Ein großer Automobilkunde rief uns an einem Freitag an. Es drohte ein Stillstand der Produktionslinie, wenn nicht bis zum folgenden Montag zusätzliche Lieferungen eines Teils aus Deutschland eintreffen würden.

Auf den ersten Blick schien dies eine einfache Aufgabe zu sein, bis sich das ganze "Road Trip"-Szenario enthüllte......die benötigten Teile waren noch nicht hergestellt worden, sondern befanden sich noch im Rohzustand, in Form von Aluminiumplatten. Und es gab noch eine weitere Wendung in der Handlung....die Bleche mussten behandelt werden, bevor sie in Autoteile verwandelt werden konnten..... die Behandlungsanlage war in Portugal!

Auch der Zeitplan war interessant. Die portugiesische Fabrik brauchte acht Stunden, um das Produkt zu behandeln, und die Fabrik in Deutschland brauchte weitere 24 Stunden, um die Teile herzustellen. Am Montagmorgen mussten die Teile dann im Vereinigten Königreich in der Produktion sein.

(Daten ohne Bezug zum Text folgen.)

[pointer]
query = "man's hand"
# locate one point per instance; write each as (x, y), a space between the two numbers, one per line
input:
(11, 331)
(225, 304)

Also machte sich unser engagiertes Team an die Arbeit. Die vier großen Paletten mit Aluminiumblechen wurden sofort per Lkw zum Flughafen Baden-Baden gebracht, wo ein Saab-Flugzeug für den Flug nach Porto positioniert worden war. Sobald das Flugzeug in Portugal zum Stehen kam, wurde das Aluminium zu dem vorgewarnten Drittlieferanten transportiert. Während das Fahrzeug wartete und die Flugzeugbesatzung ihre gesetzlich vorgeschriebene Pause einlegte, wurde das Metall behandelt, und am Samstagmorgen saß es im Flugzeug zurück nach Deutschland.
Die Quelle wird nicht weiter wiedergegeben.